3. Auch die Unterscheidung zwischen zivilen und militärischen Zielen ist nicht immer völlig eindeutig: Ist nicht die Landnahme durch Siedler wie in Kenia, im südlichen Afrika in Algerien oder Palästina Teil der von der Kolonialmacht betriebenen Siedlungspolitik? Sind Familienangehörige des staatlichen Repressionsapparats „nur“ Zivilisten oder Teil von dessen Reproduktion?

Das „legitime Recht auf Widerstand“ versucht auch al Quaida zu reklamieren, wenn Ayman az-Zawahiri, damals „Nr. 2“ und seit der Ermordung Usama bin Ladens neuer Führer des Netzwerks in einer Botschaft zum 2. Jahrestag des 11. September 2001 erklärte: „Wir sind keine Verfechter von Töten und Zerstörung. Mit Hilfe Gottes aber werden wir jede Hand abschlagen, die sich in feindlicher Absicht nach uns streckt. … Wenn Ihr den Islam zurückweist, haltet wenigstens ein in Eurer Feindseligkeit gegen unsere islamische Weltgemeinschaft. Über Jahrzehnte habt Ihr unsere Frauen und Kinder getötet, unseren Wohlstand gestohlen und Tyrannen unterstützt, die unsere Gemeinschaft brutal beherrschen.“(9)

Der oben erwähnte Bericht des High Level Panel der UN wurde von den Organen der UN nie verabschiedet, ist also nicht Teil des Völkerrechts geworden – vermutlich, weil die Staaten sich der dort formulierten Definition von Terrorismus nicht unterwerfen wollten. So bleiben als letzte wesentliche Referenzpunkt die Allgemeine Erklärung der Menschenrechte der UN von 1948 und die Genfer Konventionen, die die Rechte der Menschen ausformulieren und insbesondere den Schutz der Zivilbevölkerung in bewaffneten Konflikten definieren, wie sie im Ansatz bereits 1907 in  der Haager Landkriegsordnung festgehalten worden waren. Als geltender Konsens kann daher festgehalten werden: Terrorismus ist die Anwendung von Gewalt gegen eine Zivilbevölkerung mit der Absicht, diese politische zu beeinflussen, zu demoralisieren oder zu Gewaltanwendung anzustacheln. Wie problematisch die Feststellung dieses Tatbestands im Einzelfall auch sein mag, ist doch gerade die Anwendung politischer Gewalt inhärenter Bestandteil jeder psychologischen Kriegführung im Rahmen der Counter-Insurgency-Konzepte. Zugleich bleibt „Terrorismus“ ein politischer Kampfbegriff, der absichtsvoll zur moralischen Verurteilung des Gegners verwendet wird. Zwischen der Art, wie der „Krieg gegen den Terror“ auch seitens der derzeitigen US-Administration (und Teilen ihrer Alliierten wie auch privater Firmen) geführt wird, und der Zunahme politischer Gewalt seitens ihrer Gegner besteht eine enge wechselseitige Beziehung. Terroristische Kriegführung, die systematisch bestehendes Recht verletzt, provoziert widerständige Gegengewalt seitens der pauschal als Terroristen bezeichneten Gegner.

 

Anmerkungen
1) Honderich, Ted: Nach dem Terror. Neu-Isenburg 2003, S. 153

2) zit. n. Neumann, Franz: „Terrorismus“ in: Drechsler/Hilligen/Neumann (Hrsg.): Gesellschaft und Staat. Lexikon der Politik, 10. Auflage, München 2003, S. 966  - 968, hier S. 967.
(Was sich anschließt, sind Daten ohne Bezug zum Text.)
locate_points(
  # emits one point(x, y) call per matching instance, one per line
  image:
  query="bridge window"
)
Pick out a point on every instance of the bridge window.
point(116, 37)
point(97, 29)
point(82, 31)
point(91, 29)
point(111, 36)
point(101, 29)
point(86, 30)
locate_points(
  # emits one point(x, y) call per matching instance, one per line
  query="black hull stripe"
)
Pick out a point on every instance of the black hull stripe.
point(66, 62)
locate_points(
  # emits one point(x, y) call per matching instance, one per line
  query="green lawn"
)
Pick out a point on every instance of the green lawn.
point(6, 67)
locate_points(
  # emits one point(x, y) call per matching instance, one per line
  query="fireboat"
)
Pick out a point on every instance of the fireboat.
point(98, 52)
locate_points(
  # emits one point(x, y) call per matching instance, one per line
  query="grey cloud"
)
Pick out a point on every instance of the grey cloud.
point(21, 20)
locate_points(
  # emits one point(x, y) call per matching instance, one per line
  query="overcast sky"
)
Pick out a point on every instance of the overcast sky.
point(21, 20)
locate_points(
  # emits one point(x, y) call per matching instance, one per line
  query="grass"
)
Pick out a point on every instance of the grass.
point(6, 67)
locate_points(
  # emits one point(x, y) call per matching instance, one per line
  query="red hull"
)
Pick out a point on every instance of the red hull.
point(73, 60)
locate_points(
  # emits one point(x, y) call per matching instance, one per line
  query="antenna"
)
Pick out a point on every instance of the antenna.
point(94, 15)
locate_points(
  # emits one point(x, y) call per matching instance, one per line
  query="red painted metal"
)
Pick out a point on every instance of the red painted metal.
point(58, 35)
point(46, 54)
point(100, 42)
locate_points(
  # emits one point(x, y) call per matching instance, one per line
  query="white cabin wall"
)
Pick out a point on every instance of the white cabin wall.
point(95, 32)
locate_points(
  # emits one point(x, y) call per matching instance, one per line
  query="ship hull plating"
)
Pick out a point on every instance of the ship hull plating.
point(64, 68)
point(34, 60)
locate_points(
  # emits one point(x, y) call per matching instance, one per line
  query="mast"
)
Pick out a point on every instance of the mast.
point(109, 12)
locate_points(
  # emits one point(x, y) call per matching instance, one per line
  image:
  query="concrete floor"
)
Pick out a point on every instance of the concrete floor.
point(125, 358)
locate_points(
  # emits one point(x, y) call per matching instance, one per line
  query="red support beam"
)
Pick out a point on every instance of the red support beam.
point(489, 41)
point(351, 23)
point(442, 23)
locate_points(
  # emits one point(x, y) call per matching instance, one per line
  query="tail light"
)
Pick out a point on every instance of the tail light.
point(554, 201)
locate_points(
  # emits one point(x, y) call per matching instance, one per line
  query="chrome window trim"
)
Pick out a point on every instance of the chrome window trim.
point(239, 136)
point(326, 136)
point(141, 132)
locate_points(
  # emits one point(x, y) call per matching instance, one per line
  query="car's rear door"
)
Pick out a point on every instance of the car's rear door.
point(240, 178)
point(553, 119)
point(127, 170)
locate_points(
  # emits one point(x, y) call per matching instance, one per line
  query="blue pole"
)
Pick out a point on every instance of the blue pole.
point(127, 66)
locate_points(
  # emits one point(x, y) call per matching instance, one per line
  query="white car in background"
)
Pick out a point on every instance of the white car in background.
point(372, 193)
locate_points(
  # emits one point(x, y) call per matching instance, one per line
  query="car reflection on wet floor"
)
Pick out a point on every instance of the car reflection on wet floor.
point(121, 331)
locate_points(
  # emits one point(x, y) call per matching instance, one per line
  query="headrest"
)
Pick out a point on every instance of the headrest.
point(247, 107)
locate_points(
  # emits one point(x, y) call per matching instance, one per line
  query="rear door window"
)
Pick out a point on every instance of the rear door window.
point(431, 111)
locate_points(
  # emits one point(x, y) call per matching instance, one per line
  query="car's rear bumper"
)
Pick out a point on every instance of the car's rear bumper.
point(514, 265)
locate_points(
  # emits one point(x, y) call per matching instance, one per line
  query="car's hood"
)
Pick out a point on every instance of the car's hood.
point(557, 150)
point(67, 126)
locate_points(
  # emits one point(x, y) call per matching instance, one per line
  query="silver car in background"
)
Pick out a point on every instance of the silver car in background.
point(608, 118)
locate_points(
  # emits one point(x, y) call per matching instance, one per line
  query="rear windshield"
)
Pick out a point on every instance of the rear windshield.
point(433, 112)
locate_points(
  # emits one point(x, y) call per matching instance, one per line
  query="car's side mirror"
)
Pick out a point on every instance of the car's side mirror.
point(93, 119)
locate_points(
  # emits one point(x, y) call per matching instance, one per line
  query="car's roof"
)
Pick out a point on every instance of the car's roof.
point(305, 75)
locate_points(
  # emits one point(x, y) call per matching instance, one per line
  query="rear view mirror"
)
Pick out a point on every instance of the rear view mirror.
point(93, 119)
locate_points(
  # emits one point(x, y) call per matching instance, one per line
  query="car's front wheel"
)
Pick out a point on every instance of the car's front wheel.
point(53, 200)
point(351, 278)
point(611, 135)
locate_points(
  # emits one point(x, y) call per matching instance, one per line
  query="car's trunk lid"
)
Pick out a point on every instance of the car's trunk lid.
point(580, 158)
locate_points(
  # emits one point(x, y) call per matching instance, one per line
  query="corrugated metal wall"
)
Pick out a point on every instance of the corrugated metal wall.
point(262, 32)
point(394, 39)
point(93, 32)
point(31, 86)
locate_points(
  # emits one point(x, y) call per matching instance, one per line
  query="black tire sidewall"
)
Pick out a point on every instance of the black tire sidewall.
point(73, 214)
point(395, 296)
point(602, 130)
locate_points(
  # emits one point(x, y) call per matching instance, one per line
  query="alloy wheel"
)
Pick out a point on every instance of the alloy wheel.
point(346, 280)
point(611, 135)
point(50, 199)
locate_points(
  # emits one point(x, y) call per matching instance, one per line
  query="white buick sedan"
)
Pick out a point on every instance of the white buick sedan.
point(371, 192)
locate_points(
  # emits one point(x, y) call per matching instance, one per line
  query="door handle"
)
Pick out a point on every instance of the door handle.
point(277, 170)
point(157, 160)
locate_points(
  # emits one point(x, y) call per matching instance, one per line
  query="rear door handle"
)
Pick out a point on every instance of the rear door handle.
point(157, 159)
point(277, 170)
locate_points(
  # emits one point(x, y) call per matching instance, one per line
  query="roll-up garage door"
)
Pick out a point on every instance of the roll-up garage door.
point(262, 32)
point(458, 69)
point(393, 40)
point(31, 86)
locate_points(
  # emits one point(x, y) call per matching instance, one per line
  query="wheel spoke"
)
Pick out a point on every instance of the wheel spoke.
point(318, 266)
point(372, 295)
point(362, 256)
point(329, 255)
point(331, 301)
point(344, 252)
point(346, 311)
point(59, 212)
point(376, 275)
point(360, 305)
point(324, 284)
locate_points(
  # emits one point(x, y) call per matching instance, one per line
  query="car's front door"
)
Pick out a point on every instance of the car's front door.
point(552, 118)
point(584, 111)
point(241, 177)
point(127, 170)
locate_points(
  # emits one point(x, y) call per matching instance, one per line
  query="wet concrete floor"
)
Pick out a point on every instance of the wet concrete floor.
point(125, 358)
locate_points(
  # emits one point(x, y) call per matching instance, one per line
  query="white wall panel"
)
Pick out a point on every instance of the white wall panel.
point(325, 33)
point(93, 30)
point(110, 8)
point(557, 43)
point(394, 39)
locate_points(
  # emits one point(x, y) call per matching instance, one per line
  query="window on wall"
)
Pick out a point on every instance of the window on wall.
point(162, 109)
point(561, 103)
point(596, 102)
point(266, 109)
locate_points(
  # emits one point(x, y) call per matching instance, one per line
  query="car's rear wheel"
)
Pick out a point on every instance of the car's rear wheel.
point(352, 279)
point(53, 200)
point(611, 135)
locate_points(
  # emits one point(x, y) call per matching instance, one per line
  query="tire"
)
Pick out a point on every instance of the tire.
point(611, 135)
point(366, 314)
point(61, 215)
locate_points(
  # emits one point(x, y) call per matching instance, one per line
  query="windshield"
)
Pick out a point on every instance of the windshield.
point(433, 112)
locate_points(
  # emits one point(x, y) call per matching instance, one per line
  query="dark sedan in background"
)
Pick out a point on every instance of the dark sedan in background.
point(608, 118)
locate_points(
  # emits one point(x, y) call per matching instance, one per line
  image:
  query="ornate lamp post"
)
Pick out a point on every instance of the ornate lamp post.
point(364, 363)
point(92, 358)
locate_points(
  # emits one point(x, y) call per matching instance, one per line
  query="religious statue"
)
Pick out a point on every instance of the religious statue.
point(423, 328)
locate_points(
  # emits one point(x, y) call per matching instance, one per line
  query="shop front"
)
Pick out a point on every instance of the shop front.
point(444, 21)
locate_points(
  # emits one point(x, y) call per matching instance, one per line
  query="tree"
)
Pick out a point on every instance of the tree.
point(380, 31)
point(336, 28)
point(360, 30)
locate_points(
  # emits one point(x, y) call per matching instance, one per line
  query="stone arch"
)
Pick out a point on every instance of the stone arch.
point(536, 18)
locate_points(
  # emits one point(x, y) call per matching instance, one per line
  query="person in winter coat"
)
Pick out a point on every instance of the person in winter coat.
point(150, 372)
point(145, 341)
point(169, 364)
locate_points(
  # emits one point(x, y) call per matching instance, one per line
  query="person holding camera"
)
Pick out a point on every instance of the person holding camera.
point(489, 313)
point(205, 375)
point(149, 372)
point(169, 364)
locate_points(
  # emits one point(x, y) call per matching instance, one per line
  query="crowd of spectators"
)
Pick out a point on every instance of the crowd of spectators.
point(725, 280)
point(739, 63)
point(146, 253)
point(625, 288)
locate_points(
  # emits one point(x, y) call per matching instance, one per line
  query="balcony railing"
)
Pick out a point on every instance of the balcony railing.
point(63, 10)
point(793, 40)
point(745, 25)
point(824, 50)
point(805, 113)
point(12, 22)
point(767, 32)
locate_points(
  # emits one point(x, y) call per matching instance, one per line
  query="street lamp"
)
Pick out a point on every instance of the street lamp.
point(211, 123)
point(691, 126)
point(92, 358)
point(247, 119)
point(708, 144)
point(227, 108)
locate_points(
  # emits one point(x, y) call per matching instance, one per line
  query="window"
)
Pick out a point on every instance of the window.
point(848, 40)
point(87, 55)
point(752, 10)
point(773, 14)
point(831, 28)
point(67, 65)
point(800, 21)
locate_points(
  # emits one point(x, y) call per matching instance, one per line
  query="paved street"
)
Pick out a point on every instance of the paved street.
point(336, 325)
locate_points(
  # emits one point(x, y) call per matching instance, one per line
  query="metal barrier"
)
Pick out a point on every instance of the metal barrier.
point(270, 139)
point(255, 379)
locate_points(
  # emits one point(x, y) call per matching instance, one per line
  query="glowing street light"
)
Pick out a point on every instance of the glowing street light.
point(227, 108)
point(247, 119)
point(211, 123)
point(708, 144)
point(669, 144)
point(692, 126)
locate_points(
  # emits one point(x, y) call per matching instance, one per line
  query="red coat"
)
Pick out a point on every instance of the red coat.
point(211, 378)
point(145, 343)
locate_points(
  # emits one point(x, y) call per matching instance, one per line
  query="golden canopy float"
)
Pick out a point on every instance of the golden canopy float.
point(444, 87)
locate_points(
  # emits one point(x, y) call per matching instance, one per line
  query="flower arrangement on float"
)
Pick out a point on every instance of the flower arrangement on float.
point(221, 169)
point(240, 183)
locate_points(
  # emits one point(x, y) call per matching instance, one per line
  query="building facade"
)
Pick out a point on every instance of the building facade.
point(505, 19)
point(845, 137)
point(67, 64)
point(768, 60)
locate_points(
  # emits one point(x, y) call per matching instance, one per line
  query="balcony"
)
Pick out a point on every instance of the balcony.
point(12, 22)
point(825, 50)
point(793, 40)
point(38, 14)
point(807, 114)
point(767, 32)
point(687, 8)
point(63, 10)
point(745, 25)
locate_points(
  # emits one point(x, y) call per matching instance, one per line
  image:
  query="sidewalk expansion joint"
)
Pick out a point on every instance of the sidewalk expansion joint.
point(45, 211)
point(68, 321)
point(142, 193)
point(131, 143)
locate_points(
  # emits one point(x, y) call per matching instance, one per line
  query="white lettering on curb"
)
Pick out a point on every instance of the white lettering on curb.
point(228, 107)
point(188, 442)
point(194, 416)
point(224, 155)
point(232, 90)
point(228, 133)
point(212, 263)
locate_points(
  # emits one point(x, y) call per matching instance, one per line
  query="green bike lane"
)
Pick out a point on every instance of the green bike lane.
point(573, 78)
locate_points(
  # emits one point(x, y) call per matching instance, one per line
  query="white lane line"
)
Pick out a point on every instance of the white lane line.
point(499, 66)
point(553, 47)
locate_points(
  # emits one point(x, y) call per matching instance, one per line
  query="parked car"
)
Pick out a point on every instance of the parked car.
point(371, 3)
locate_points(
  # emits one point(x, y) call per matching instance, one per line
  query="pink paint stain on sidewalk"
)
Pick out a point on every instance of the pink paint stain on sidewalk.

3) http://www.uni-kassel.de/fb10/frieden/regionen/Nahost/avnery.html

4) Wilkinson, Paul: “Terrorism” in: Pauling, Linus /Hrsg.): World Encyclopedia of Peace Vol. 2, Oxford 1986, S. 451 – 458. Rapoport, David C.:  “Terrorism” in: Hawkesworth, Mary/Kogan, Maurice (eds.): Encyclopedia of government and Politics Vol. 2, London/New York 1992, S. 1061- 1078. Laqueur, Walter: Postmodern Terrorism, Foreign Affairs Vol. 75, No. 5, Sept./Oct. 1996, S. 24 – 36.

5) Paech, Norman/Stuby, Gerhard: Völkerrecht und Machtpolitik in den internationalen Beziehungen. Hamburg 2001, S. 357 – 360, 488 – 505.

6) So erklärte einer der Führer der algerischen Nationalen Befreiungsfront, Larbi Ben Mhidi kurz vor seiner Ermordung durch französische Agenten: „Ihr werft uns vor, dass wir Bomben in Milchbars werfen und unschuldige Menschen töten. Gebt uns eure Flugzeuge, eure Hubschrauber und eure Panzer: Wir werden keine Bomben mehr in Milchbars werfen.“

7) Frankfurter Allgemeine Zeitung und International Herald Tribune, 26. Januar 2005.

8) A/59/565 O2-12-04 (http://www.un.org/secureworld/ ) vom 2. Dez. 2004, vor allem Ziff. 164.

9) http://www.jihadunspun.com/home.php  [22. Dez. 2003].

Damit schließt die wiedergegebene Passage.